Starting the New Year in the New Office

If you have been reading our newsletters, you know all about our new Creative Co-working space that will be opening this Spring.  To get it all started, we moved our offices. In the snowstorm. In between Christmas and New Year’s. You don’t know fun until you’ve tried to move a refrigerator downhill on a dolly in the snow.  (On the plus side, the office chair race down the sidewalk along Baltimore Avenue went MUCH faster than we anticipated.) With the New Year came a whirlwind of activity to get our computers working, printers connecting, internet operating, the basics. But we made it.

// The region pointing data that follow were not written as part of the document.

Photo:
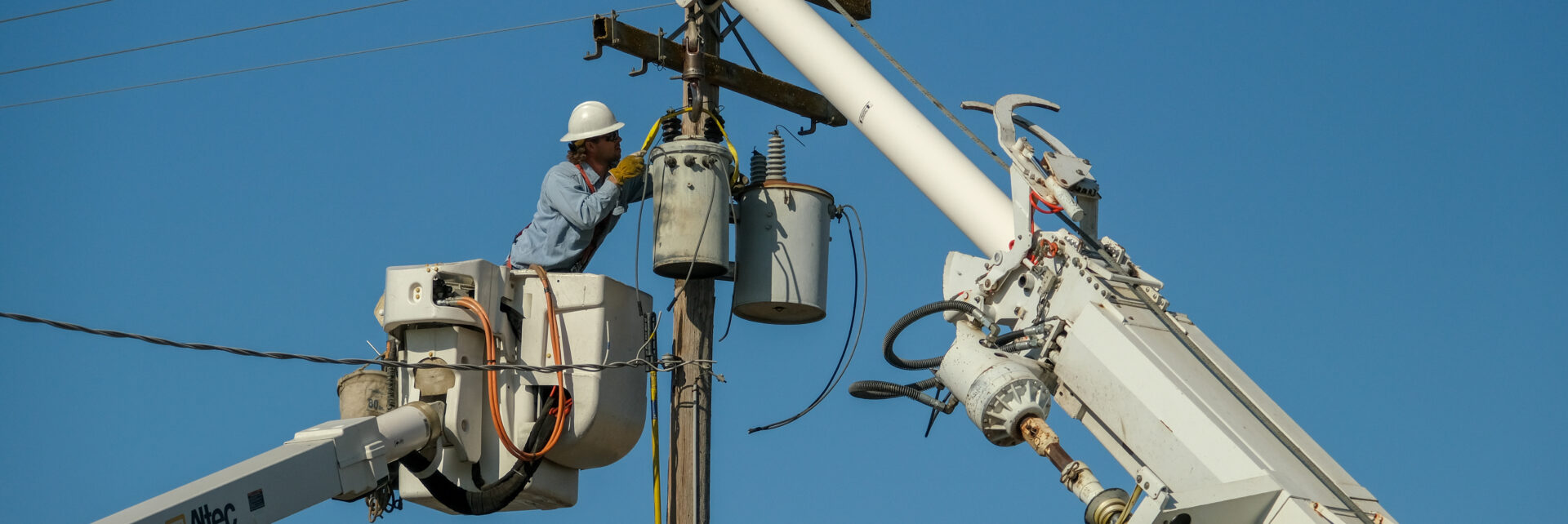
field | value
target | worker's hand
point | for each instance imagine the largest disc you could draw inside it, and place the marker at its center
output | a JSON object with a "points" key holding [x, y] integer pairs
{"points": [[629, 168]]}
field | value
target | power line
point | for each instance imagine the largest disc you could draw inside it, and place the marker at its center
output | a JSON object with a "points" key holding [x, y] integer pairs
{"points": [[204, 37], [29, 16], [662, 366], [320, 59]]}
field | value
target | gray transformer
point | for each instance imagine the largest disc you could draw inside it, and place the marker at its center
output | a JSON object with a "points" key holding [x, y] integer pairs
{"points": [[690, 182], [782, 253]]}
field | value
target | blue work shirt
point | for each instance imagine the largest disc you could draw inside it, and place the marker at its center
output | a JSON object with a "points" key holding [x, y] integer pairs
{"points": [[568, 212]]}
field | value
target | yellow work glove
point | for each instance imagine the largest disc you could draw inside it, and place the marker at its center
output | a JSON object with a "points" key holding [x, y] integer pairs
{"points": [[629, 168]]}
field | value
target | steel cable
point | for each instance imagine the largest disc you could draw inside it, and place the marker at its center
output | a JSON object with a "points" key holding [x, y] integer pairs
{"points": [[318, 59], [661, 364], [196, 38]]}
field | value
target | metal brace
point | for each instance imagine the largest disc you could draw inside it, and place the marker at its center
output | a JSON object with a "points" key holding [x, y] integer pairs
{"points": [[598, 47], [644, 69]]}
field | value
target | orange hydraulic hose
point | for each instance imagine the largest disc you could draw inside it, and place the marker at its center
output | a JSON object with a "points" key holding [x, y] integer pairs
{"points": [[564, 405], [490, 377]]}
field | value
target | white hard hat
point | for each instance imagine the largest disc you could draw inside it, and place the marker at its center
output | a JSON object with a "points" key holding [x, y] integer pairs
{"points": [[590, 120]]}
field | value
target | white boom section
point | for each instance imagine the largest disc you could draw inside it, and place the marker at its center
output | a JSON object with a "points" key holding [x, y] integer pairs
{"points": [[888, 120], [341, 459]]}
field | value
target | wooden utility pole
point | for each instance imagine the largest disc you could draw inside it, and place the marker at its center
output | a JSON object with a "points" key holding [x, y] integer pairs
{"points": [[703, 74], [690, 401]]}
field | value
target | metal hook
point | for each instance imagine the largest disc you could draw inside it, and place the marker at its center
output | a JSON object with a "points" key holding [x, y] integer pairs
{"points": [[792, 135], [804, 131]]}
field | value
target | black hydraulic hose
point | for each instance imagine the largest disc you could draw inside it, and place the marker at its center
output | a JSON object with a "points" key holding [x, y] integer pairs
{"points": [[494, 496], [911, 318], [875, 389]]}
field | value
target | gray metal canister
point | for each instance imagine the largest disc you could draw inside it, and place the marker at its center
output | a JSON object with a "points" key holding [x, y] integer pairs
{"points": [[782, 253], [690, 182]]}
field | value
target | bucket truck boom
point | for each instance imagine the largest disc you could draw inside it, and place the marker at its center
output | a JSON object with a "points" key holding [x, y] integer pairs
{"points": [[1089, 328]]}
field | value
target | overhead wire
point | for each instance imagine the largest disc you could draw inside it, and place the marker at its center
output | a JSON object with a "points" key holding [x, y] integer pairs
{"points": [[659, 364], [51, 11], [320, 59], [843, 367], [204, 37]]}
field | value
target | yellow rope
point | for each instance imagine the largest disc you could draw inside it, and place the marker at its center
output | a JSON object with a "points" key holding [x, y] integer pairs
{"points": [[653, 401], [734, 165]]}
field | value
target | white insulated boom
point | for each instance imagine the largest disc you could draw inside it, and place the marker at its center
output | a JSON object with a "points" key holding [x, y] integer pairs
{"points": [[959, 189]]}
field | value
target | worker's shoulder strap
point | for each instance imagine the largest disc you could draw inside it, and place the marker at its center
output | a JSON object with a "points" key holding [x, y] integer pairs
{"points": [[599, 231]]}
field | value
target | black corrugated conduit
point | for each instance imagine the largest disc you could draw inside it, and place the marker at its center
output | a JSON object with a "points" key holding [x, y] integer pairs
{"points": [[918, 314]]}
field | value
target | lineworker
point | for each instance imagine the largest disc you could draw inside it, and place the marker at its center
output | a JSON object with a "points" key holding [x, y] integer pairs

The LEDC is back up and running, and amidst paint fumes, drywall dust, and construction workers, we are busily making plans for 2018 and getting bids for work on the new studio spaces. While we wait for Spring, and our Grand Opening, let us take you through some history and our future plans for this building.

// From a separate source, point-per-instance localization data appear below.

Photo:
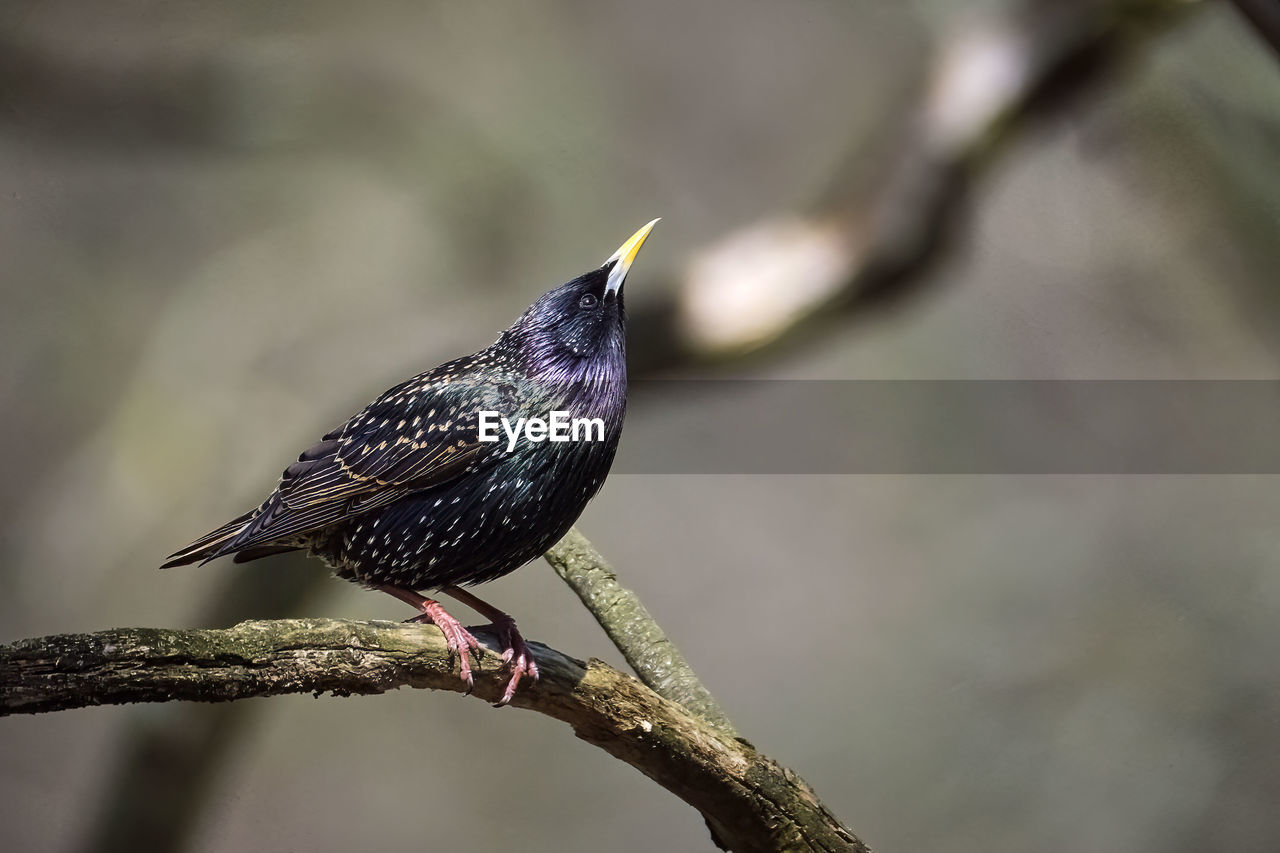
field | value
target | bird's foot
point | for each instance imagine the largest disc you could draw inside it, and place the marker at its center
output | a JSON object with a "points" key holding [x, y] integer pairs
{"points": [[515, 655], [457, 638]]}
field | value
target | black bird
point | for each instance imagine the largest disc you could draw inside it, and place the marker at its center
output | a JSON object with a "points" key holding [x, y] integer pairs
{"points": [[410, 495]]}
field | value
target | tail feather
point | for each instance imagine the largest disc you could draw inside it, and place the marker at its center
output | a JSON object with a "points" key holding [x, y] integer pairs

  • 32 East Baltimore was the former Noel Schmidt Furniture building but before that it housed the Delaware County Electric Company. Customers paid their electric bills and also purchased new appliances here.
  • A feasibility study and interior designs for our projects were made possible with grants from the Philadelphia Foundation and the Community Design Collaborative of Philadelphia.
  • It’s been over a decade since the building has been occupied.
  • Our vision is co-working membership studios for artists and creative professionals and we hope to be accepting members as early as March or April.
  • We will have about 30 studios as well as 16 hot desks and a conference room available for rent. A Revolving Retail space will be available on a weekly basis for artists and creative folks to sell their wares.
  • We were awarded a $95,000 grant through the Keystone Communities program by the PA Department of Community and Economic Development to help complete this project.

This move will enable us to continue our work in Lansdowne and host workshops and programs such as small business classes, networking meetings, and artist collaborations. We understand the high caliber of artists in this area and we want to give them affordable space to build on their creativity.  Combine this with entertainment venues like Vinyl Revival, Jamey’s House of Music, the 20* 20 House (and someday the Lansdowne Theater), and sometime in the not-too-distant future, Lansdowne will become the arts and entertainment destination that we’ve always known it to be.